What's not to believe with a scenario that ten people attest to?
TIME OF THE MURDERS: According to Dr. Spitz, the murders occupied less than one minute if they were committed concurrently, and no more than a minute and a quarter if they were committed serially. (My own -- concurrent -- timeline is 1 minute and 20 seconds, but this includes about 20 seconds to allow Nicole to come into the situation, and about 10 seconds to compose the scene after the fact.) We will assume:
The dog barking began at 10:17
It took 5 minutes from the time there ceased to be sounds of life in the condo to the time the dog woke up and went to investigate.
It took 1 minute from the time the dog awoke to the time he found Nicole's body.
It took 2 minutes after the dog found Nicole's body before he started barking from the alley.

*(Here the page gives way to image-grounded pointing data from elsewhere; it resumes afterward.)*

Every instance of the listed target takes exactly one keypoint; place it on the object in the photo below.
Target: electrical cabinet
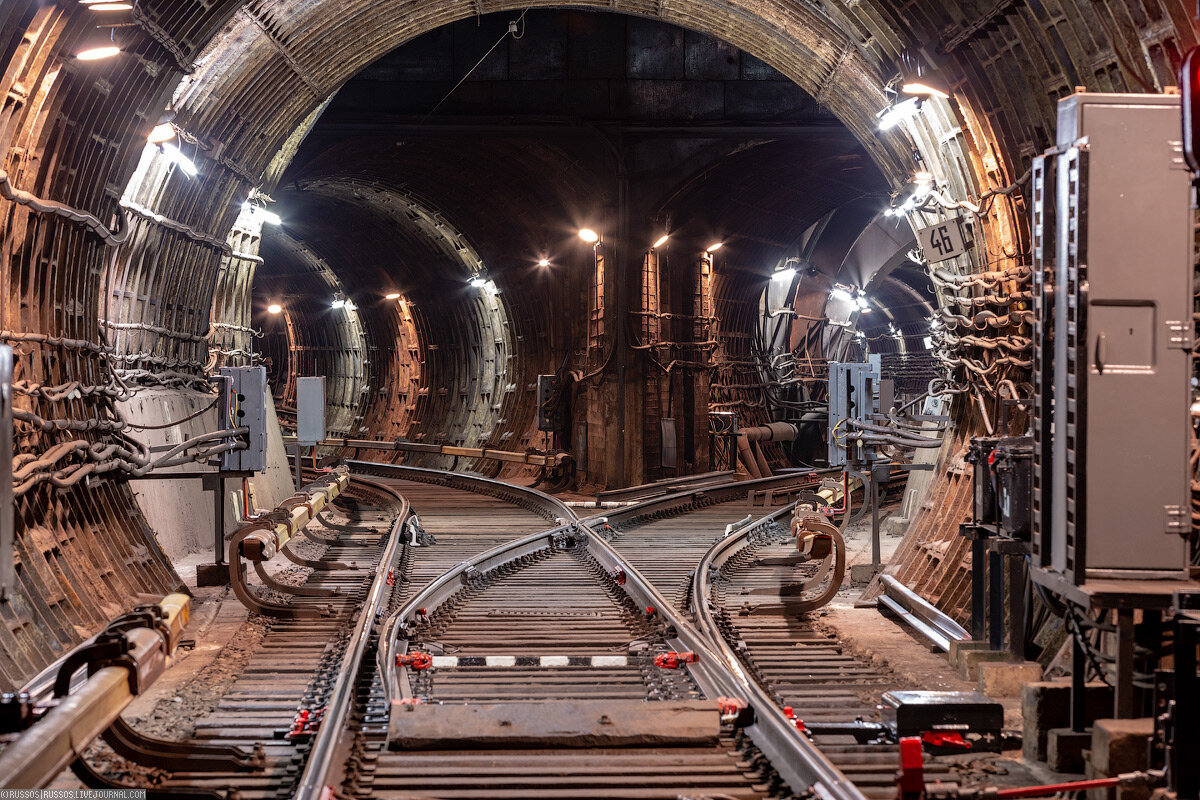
(244, 404)
(852, 396)
(311, 410)
(550, 417)
(1113, 264)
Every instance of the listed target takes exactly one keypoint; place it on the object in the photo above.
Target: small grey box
(310, 410)
(245, 405)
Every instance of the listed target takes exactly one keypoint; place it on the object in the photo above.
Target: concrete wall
(181, 511)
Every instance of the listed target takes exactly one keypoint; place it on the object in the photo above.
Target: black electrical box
(917, 713)
(1012, 471)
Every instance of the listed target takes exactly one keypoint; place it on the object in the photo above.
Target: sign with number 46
(942, 240)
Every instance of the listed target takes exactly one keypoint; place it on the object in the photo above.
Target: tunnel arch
(73, 134)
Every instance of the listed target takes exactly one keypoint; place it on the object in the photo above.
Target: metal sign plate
(942, 240)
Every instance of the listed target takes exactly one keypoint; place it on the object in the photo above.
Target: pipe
(771, 432)
(745, 457)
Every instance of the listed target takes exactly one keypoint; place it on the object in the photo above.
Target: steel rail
(718, 672)
(327, 744)
(546, 505)
(797, 759)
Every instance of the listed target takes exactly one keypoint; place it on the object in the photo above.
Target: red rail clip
(911, 775)
(414, 660)
(673, 660)
(942, 739)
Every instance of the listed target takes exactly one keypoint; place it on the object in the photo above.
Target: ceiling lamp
(925, 86)
(894, 115)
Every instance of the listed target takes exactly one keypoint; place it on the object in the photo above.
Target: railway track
(504, 613)
(802, 667)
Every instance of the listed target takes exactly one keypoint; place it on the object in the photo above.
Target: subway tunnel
(579, 247)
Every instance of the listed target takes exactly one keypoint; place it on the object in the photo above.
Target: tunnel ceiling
(245, 79)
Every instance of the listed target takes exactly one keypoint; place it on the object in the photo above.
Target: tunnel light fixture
(97, 53)
(924, 86)
(262, 214)
(894, 115)
(162, 132)
(177, 157)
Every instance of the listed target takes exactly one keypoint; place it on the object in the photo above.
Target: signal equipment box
(244, 404)
(1113, 264)
(852, 397)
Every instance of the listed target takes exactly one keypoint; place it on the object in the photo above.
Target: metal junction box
(244, 404)
(311, 410)
(852, 396)
(1113, 262)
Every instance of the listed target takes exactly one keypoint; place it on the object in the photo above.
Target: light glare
(97, 53)
(923, 90)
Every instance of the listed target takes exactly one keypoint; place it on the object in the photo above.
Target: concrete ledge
(1066, 750)
(1047, 705)
(1007, 679)
(1120, 746)
(557, 723)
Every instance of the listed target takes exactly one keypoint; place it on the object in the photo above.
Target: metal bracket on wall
(7, 576)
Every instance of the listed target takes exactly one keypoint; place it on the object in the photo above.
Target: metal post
(1182, 762)
(876, 555)
(1078, 686)
(1017, 608)
(995, 601)
(1125, 665)
(219, 521)
(978, 553)
(299, 473)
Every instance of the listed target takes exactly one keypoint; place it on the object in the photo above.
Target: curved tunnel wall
(73, 133)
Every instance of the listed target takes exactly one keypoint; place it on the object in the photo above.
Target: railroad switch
(735, 711)
(673, 660)
(414, 660)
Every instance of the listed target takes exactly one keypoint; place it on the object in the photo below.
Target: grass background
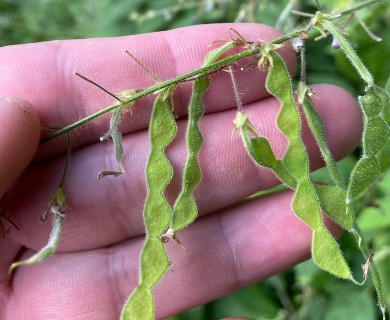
(304, 292)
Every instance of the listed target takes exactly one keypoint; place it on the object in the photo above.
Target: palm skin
(233, 243)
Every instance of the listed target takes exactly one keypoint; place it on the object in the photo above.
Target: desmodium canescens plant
(339, 201)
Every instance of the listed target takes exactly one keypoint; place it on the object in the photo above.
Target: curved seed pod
(325, 250)
(185, 209)
(376, 134)
(260, 151)
(157, 212)
(57, 207)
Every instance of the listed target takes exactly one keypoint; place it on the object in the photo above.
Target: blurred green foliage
(303, 292)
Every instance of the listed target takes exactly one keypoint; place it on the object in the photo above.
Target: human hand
(232, 244)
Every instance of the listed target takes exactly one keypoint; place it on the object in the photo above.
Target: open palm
(234, 242)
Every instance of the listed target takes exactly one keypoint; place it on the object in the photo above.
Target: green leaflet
(185, 209)
(293, 170)
(157, 212)
(325, 250)
(332, 199)
(322, 23)
(376, 134)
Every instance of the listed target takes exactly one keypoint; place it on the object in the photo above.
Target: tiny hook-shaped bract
(242, 121)
(319, 17)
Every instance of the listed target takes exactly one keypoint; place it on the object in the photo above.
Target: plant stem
(203, 71)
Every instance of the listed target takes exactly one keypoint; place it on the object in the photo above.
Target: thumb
(19, 138)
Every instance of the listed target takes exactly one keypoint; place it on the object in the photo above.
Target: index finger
(42, 73)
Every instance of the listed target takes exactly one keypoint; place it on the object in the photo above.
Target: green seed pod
(157, 212)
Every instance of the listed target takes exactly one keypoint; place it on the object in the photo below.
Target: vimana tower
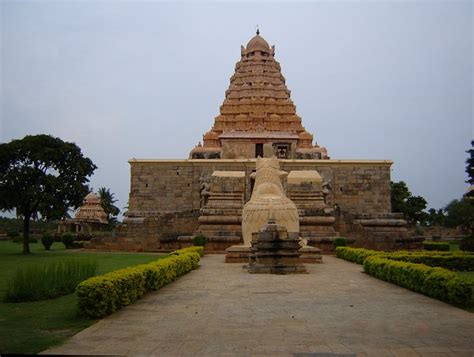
(173, 200)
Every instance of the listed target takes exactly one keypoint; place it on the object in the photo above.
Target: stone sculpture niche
(268, 195)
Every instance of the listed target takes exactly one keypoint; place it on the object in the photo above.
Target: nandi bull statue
(268, 199)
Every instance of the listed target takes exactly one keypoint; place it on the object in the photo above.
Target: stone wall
(163, 232)
(160, 186)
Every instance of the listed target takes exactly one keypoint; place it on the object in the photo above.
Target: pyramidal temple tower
(258, 117)
(173, 200)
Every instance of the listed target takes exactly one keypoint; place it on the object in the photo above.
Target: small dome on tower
(306, 136)
(91, 198)
(257, 43)
(211, 135)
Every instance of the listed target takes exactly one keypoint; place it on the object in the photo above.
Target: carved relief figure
(204, 189)
(326, 186)
(268, 195)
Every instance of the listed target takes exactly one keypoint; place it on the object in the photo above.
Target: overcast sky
(371, 80)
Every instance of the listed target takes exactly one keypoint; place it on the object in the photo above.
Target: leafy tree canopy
(461, 213)
(107, 200)
(41, 174)
(404, 202)
(470, 164)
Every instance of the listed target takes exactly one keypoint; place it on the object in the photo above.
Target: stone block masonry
(165, 186)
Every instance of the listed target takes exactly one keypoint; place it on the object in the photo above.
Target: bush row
(102, 295)
(442, 246)
(453, 261)
(438, 283)
(194, 249)
(450, 260)
(355, 255)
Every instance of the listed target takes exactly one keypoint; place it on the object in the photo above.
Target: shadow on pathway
(220, 309)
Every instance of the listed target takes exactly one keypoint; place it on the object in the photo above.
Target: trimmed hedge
(452, 261)
(194, 249)
(467, 244)
(355, 255)
(436, 246)
(438, 283)
(457, 261)
(102, 295)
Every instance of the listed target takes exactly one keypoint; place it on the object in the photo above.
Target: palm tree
(107, 201)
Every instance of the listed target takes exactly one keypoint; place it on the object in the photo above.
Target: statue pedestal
(275, 251)
(237, 254)
(240, 254)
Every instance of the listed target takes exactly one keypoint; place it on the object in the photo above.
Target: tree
(435, 217)
(41, 174)
(404, 202)
(470, 164)
(460, 213)
(107, 201)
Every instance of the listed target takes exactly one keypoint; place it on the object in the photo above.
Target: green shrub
(12, 233)
(438, 283)
(102, 295)
(84, 237)
(68, 240)
(339, 242)
(47, 240)
(78, 244)
(200, 240)
(355, 255)
(467, 244)
(45, 281)
(31, 239)
(457, 261)
(436, 246)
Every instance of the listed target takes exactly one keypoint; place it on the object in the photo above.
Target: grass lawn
(31, 327)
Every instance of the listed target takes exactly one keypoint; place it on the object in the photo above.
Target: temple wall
(160, 186)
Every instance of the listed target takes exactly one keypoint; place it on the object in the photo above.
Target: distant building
(90, 217)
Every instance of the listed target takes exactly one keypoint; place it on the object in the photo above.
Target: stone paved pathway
(335, 310)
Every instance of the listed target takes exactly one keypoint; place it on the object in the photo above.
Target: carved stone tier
(221, 217)
(275, 251)
(305, 189)
(258, 110)
(240, 254)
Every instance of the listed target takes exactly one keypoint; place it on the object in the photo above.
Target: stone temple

Combining these, we see that Nicole would have left the condo 8 minutes before the dog started barking. If he was first heard at 10:17, then Nicole walked out her front door for the last time at 10:09.
AGREEMENT WITH GOLDMAN'S TIMELINE: Elsewhere ("Goldman's Last Free Minutes") I have analyzed the minimum activities that Goldman is known to have engaged in (changing clothes, getting ready to go to the Baja Cantina, etc.). Also, I have driven/walked Goldman's route from his apartment house to Nicole's front gate, stopwatch in hand. Adding these elapsed times to the time that Goldman was observed to have left the restaurant, I determine that the earliest time that Goldman could have arrived at the condo was 10:09. Although it has been argued that Goldman could have taken time to do other unknown things (and that is certainly a possibility), the close agreement between his minimum time of arrival and the time of the barking dog leads one to believe that he did not.
Both of these independent lines of reasoning (Goldman's earliest arrival and the time the dog started barking) converge to indicate that Goldman arrived at the condo, and the crimes began, at 10:09, give or take a minute or so.